Joona leans against the window and feels the cool gla.s.s against his forehead. Down in the street a taxi stops outside the hotel. The driver's face is grey with tiredness as he walks round the car to take the luggage out.
Joona glances down at his hire-car, watches the taxi drive off, and when he looks up again he's made up his mind.
'I'll try to find a way of getting Rocky out today ... and then we'll meet up so you can hypnotise him,' he says.

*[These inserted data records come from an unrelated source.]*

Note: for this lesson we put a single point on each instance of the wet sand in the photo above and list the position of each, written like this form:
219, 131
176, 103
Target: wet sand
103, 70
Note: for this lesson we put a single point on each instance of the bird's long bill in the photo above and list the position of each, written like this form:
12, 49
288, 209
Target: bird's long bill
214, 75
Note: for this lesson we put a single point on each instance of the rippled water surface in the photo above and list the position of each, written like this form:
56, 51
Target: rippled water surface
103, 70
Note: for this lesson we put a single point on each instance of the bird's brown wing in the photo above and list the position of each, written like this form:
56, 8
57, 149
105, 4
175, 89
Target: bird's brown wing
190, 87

'Is that your plan?' Erik asks.
'You said you could unearth specific details about the preacher if you were able to hypnotise Rocky again.'
'Yes, I can, I'm pretty sure of that.'
'In that case I'll be able to find the real killer while you stay in hiding.'
'I just want to hand myself in and-'
'You'll be found guilty if it goes to trial.'
'That's ridiculous, I just happened to be nearby when-'
'It's not just that,' Joona interrupts. 'Your fingerprints were on an object found in Susanna Kern's hand.'
'What object?' Erik asks in astonishment.
'Part of a porcelain animal.'
'I don't get it, that doesn't mean anything to me.'
'But the fingerprint match is one hundred per cent.'
Joona hears Erik walk up and down, it sounds as though he's walking across a wooden floor.

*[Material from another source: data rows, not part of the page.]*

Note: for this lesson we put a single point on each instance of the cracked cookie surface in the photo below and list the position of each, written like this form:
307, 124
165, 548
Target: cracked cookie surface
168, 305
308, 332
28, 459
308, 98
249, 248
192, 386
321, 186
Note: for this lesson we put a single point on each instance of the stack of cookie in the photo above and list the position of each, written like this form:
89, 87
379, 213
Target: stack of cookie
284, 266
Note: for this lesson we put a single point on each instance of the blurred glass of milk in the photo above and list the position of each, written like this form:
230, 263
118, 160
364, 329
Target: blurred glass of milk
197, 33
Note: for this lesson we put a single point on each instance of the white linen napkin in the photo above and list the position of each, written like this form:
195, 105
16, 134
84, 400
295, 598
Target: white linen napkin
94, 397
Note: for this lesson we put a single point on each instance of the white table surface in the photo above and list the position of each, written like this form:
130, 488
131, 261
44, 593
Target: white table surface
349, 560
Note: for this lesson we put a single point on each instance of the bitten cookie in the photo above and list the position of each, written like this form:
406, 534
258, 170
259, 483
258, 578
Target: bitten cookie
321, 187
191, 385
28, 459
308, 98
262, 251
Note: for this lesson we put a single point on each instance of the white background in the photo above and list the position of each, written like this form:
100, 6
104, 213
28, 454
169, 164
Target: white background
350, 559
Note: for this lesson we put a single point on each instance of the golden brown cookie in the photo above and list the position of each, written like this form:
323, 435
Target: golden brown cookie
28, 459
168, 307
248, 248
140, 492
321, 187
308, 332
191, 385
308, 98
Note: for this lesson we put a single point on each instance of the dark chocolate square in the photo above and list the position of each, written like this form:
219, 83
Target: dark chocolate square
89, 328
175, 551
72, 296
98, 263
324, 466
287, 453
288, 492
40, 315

'So everything points at me,' he says in a low voice.
'Have you got a picture of Nestor?'
Erik tells him how to log into the medical records of the Psychology Clinic before they end the call. Joona puts his pistol and jacket on, then goes down to reception to get a printout of Nestor's picture before leaving the hotel room again.
He walks past his hire-car and turns into the much narrower Frejgatan.
Outside one of the doorways stands an old Volvo, the sort with no ignition lock. Joona looks round quickly. The street is completely deserted. He takes a step back, then kicks in the rear side-window.
The alarm of a car further down the street goes off.